Ademais, ainda se confunde avaliar com a possibilidade de medir a quantidade de conhecimentos adquiridos pelos alunos e alunas, considerando o que foi ensinado pelo professor ou professora, isto é, de acordo com Maria Teresa Esteban em "Pedagogia de Projetos: entrelaçando o ensinar, o aprender e o avaliar à democratização do cotidiano escolar" (2004), "a avaliação do desempenho escolar, como resultado do exame que o professor ou professora realizada sobre o aluno ou aluna, ainda é predominante" (p. 86).
Outro aspecto da avaliação que o educador deve ter clareza diz respeito à distinção entre medir e avaliar. Ao se medir um fenômeno por meio de escala, provas, testes, classificação ou categorização, apenas leva-se em consideração dados sobre uma grandeza do fenômeno. Avaliar é mais do que isso, pois implica em se utilizar dessas medidas para se construir o significado dessas grandezas em relação ao que está sendo analisado quando considerado como um todo, em suas relações com outros fenômenos, suas características historicamente consideradas, o contexto de sua manifestação, dentro dos objetivos e metas definidos para o processo de avaliação, considerando os valores sociais envolvidos. A partir dessa definição do ato de avaliar, pode-se concluir que a questão metodológica da avaliação deve ser tratada com pluralidade e maior flexibilidade a fim de contemplar as peculiaridades existentes no cotidiano escolar.
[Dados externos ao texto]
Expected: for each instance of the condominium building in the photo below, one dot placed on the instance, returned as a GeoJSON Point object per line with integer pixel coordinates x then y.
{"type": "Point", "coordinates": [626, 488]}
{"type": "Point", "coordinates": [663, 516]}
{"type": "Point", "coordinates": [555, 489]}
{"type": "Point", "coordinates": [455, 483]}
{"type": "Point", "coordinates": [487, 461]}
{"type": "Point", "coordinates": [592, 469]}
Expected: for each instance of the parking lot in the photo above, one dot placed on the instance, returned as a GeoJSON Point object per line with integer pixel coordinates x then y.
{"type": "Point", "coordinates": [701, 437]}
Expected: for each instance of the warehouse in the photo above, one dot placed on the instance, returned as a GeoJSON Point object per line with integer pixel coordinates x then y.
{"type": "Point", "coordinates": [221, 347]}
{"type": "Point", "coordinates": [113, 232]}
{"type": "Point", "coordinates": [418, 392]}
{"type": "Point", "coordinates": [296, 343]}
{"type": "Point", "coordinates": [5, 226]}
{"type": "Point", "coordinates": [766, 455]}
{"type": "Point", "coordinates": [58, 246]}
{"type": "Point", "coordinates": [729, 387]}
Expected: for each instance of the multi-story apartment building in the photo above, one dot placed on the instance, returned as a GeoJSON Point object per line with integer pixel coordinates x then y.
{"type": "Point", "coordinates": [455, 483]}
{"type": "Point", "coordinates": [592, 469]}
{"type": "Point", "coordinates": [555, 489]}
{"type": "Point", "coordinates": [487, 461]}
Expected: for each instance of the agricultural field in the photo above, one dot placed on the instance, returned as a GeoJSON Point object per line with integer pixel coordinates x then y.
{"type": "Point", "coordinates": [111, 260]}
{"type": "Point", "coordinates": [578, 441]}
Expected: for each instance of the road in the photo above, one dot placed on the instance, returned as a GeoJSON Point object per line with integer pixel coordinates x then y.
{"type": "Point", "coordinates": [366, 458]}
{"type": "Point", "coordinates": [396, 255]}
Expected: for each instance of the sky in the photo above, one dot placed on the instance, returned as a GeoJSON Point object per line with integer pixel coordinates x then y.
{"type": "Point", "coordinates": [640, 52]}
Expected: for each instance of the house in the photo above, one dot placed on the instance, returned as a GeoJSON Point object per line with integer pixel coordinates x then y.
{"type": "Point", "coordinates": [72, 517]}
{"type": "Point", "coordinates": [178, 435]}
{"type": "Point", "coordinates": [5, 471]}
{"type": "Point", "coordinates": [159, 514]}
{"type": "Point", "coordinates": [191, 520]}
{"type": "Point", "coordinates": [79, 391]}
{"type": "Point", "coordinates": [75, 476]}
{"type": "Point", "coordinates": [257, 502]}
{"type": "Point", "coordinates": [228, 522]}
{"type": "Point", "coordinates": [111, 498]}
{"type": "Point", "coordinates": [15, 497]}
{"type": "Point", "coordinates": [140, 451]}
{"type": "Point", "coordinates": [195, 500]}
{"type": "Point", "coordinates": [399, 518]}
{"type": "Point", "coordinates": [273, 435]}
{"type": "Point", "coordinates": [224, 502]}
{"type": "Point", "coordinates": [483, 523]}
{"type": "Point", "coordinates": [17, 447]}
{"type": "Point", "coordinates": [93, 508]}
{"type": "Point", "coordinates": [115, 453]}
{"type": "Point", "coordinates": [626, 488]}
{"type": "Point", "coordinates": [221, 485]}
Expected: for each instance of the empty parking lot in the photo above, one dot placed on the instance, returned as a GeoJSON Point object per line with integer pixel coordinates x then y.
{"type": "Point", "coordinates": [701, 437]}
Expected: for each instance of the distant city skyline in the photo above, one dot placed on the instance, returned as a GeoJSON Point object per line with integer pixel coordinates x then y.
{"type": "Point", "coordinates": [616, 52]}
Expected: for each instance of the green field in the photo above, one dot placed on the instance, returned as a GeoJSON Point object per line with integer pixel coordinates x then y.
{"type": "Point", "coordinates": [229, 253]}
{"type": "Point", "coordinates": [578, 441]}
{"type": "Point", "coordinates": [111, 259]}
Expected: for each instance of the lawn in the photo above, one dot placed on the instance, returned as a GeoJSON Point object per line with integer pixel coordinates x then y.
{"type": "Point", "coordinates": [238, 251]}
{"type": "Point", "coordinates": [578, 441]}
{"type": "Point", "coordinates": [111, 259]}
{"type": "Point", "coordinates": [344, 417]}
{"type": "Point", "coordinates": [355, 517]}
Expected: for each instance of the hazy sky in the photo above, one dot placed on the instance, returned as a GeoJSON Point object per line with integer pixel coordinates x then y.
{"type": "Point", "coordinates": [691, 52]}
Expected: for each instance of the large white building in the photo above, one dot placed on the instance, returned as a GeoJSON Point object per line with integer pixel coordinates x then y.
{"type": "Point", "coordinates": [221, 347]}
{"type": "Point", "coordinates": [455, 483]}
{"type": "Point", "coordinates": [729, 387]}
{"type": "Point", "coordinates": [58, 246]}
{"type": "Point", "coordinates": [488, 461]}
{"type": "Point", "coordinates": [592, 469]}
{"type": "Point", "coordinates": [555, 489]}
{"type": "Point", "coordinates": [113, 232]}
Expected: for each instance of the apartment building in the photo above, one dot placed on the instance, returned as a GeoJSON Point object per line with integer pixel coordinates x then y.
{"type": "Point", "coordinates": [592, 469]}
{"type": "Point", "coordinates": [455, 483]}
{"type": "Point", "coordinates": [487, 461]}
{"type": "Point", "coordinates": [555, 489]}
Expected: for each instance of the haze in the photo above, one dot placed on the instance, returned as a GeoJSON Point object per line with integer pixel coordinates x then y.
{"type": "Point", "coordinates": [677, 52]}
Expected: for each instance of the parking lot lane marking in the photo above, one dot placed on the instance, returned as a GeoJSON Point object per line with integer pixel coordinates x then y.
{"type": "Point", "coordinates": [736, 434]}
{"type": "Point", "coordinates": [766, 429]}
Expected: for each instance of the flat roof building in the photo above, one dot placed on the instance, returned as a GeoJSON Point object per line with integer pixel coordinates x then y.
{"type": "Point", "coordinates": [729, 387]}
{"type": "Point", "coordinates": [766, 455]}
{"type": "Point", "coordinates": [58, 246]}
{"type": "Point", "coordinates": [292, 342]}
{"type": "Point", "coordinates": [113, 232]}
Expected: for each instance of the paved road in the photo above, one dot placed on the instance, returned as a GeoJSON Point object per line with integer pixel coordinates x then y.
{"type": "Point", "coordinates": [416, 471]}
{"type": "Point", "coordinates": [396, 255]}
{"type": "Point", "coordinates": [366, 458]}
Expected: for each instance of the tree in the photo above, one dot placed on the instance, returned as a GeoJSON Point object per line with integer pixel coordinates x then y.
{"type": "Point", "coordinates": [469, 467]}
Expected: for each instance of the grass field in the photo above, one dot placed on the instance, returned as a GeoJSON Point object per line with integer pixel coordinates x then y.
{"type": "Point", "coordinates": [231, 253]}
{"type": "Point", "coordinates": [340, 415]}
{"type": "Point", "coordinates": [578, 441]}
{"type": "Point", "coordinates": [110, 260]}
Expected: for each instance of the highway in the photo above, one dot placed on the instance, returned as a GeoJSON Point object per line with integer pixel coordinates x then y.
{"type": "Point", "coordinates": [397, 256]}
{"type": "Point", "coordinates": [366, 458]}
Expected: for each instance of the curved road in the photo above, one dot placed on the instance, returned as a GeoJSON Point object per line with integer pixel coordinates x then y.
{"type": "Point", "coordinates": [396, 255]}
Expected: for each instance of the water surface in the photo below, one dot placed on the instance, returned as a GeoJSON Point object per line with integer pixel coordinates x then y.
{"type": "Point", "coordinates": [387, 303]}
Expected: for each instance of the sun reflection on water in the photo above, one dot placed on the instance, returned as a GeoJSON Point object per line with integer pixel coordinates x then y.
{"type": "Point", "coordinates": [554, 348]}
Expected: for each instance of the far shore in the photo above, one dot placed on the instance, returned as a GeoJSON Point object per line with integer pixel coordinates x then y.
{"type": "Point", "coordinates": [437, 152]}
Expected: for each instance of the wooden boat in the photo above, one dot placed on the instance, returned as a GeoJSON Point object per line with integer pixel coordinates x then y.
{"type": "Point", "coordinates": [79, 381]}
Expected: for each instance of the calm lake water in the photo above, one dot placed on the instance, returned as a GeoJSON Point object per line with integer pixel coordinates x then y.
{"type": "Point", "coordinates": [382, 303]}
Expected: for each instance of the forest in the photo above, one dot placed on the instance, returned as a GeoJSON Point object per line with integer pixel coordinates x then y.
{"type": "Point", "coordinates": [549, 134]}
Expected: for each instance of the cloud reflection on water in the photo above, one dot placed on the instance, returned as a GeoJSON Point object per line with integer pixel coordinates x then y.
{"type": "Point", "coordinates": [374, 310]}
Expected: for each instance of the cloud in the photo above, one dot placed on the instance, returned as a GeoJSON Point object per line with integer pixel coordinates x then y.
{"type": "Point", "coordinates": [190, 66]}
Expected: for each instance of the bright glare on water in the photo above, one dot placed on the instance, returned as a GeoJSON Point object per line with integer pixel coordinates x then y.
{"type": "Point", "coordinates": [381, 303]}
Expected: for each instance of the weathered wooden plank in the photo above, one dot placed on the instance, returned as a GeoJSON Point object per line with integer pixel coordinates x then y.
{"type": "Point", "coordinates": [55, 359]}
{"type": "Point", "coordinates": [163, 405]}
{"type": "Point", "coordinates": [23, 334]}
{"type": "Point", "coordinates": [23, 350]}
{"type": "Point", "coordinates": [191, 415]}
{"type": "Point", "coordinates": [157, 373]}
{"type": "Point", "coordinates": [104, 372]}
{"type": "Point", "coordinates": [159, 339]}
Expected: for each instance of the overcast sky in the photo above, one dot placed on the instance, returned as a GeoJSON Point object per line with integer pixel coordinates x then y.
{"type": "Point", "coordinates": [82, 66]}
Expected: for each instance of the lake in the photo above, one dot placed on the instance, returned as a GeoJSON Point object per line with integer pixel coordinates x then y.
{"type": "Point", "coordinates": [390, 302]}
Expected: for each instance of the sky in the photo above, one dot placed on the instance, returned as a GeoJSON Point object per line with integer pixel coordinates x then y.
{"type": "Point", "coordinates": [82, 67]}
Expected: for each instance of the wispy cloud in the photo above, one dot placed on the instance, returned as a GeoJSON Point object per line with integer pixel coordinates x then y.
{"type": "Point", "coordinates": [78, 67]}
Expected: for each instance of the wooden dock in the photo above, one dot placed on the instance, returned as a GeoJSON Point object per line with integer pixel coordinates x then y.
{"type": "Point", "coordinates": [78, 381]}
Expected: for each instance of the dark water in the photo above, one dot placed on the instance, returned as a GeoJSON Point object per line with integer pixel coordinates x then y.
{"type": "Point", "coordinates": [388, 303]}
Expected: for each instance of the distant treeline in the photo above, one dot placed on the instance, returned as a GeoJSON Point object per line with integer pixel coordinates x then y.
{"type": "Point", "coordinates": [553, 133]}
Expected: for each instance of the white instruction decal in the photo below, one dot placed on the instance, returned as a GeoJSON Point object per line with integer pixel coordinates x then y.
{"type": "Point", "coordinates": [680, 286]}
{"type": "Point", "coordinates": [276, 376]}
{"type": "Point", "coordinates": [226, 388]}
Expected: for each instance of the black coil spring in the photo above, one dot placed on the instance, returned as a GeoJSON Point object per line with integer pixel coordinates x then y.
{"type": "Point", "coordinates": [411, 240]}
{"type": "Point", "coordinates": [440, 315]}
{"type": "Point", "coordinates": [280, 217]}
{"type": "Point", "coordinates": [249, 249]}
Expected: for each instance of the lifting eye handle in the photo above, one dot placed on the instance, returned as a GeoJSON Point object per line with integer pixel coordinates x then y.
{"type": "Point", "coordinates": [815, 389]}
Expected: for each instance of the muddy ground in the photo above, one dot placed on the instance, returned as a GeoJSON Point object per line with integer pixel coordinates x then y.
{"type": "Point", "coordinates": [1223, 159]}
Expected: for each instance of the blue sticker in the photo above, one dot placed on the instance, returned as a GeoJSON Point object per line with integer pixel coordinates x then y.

Finalmente, é fundamental também uma reflexão e mudança na cultura escolar de uso da avaliação como mecanismo de classificação dos alunos e das alunas em capaz/incapaz, forte/fraco, bom/mau, etc. Esse tipo de classificação apenas estimula a reprodução de um círculo vicioso de baixa-estima, desestímulo do aprendizado, evasão escolar, intensificação das desigualdades e exclusão social. Afinal, a escola não pode ser um ambiente propagador de uma lógica histórica excludente ainda dominante na sociedade brasileira.
Referências:
ESTEBAN, Maria Teresa. Pedagogia de Projetos: entrelaçando o ensinar, o aprender e o avaliar à democratização do cotidiano escolar. In: SILVA, J. F.; HOFFMANN, J.; ESTEBAN, M. T. (Org.). Práticas avaliativas e aprendizagens significativas: em diferentes áreas do currículo. 3.ed. Porto Alegre: Mediação, 2004, p. 81-92.
_________. O que sabe quem erra? Reflexões sobre a avaliação e fracasso escolar. Rio de Janeiro: DP&A, 2001.